尹流風笑容極其自信,配上他的容顏,一不小心,就能使人深陷其中,不能自拔。
尹川河還是一臉擔憂的模樣,他凝聲道:“流風,你現在出息了,可那洛星辰,比你更出息,當初我們可是狠狠地打過他們的臉,為父很擔心,他們來秋后算賬啊!”
尹流風慢悠悠地照著鏡子,一副很是自戀的模樣,嘴角一撇:“呵……爹,他自身難保了,哪還有空管這些,他要是想找我們的麻煩,早就來了,你可真是想太多了。”
尹川河喉嚨堵住,真是說不出話了,他憋了很久,才帶著憂慮,又道:“流風,你走吧,離開天云城,免得洛神府與諸強大戰,你被牽連到了。”
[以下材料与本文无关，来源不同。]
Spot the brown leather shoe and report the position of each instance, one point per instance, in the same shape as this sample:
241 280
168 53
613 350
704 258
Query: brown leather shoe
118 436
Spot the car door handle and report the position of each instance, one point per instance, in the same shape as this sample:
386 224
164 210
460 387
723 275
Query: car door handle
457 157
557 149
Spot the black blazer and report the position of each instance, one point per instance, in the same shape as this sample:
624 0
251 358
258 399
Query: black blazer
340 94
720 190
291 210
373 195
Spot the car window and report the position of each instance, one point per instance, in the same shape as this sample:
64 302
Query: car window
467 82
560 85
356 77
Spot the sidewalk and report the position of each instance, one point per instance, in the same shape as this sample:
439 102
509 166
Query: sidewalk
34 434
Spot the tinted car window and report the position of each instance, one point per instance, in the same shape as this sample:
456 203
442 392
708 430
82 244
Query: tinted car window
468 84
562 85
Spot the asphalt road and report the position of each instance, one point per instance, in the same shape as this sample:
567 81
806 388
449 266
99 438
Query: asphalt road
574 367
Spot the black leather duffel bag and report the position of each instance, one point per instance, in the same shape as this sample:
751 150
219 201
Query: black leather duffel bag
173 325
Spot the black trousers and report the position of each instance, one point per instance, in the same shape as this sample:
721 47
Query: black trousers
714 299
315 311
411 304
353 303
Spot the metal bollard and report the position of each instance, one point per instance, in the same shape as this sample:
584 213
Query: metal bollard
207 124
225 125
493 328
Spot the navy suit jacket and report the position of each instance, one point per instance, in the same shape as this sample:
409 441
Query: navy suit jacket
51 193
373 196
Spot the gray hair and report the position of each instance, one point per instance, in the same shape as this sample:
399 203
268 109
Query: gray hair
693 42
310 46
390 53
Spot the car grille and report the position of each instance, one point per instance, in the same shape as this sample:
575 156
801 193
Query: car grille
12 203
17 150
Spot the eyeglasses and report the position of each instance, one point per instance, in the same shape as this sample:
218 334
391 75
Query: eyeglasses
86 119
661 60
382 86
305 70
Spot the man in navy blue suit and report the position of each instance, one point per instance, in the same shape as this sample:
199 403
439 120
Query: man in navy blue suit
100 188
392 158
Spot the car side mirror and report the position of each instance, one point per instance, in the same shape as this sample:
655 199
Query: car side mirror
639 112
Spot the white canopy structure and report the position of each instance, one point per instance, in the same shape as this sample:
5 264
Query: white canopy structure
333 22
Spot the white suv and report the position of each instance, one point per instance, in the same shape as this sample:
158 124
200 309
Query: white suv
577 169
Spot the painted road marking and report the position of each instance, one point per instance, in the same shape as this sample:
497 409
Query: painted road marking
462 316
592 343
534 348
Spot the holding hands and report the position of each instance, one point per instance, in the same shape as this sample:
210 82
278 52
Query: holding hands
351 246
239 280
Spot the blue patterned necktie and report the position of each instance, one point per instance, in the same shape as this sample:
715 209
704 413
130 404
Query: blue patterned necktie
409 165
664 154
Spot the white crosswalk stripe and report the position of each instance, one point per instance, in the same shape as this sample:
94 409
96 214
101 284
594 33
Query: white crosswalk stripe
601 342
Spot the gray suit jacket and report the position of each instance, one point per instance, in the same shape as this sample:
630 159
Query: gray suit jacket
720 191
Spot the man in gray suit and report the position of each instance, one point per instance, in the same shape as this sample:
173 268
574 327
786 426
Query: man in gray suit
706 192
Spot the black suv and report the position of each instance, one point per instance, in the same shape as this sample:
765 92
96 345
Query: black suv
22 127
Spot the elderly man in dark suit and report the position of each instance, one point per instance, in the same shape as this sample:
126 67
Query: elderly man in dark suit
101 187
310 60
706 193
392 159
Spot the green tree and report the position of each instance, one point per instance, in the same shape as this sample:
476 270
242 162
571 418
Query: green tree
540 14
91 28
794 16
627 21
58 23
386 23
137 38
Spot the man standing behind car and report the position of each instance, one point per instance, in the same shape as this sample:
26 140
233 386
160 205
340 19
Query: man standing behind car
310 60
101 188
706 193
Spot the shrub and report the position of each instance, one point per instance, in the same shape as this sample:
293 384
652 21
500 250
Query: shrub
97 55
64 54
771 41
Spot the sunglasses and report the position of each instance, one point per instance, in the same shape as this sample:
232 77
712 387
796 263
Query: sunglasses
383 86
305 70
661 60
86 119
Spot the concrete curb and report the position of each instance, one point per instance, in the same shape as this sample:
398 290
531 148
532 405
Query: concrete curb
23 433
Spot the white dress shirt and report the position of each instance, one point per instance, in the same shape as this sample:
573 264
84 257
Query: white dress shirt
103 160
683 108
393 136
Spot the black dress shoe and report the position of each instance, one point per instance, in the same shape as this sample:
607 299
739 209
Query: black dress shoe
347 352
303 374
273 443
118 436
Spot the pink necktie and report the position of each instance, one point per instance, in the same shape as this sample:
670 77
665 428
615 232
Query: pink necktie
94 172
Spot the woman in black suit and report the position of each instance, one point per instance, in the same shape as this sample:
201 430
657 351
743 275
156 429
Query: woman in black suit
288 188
尹流風背手而立,淡漠道:“哼,我想走就走,不想走,天王老子也叫不動我!”
“你……”尹川河撓撓頭,當即詫異地望著尹流風,感覺此刻,這種傲視天地的性子,太陌生了,這還是他的兒子嗎?
他,有些看不透了。
……
洛神府,洛南山正憂心忡忡地,嚴肅觀望著身前的數十位洛神府男兒,望著他們擺下的陣法,連連搖頭。
“唉……”洛南山嘆息著,瞬間蒼老了幾歲。
他能不擔憂嗎?
而今的局勢,已經非比尋常了,上一次,進攻洛神府的,是三大勢力,而這一次,幾乎蒼風大陸一大半的勢力,都參與了,洛神府,已經成了天下公敵!
真是福無雙至,禍不單行,一波未平,一波又起!
然而,在他身后,卻是傳來了一陣平穩的腳步聲,一位清朗的聲音喊道:“伯父,何必嘆氣?”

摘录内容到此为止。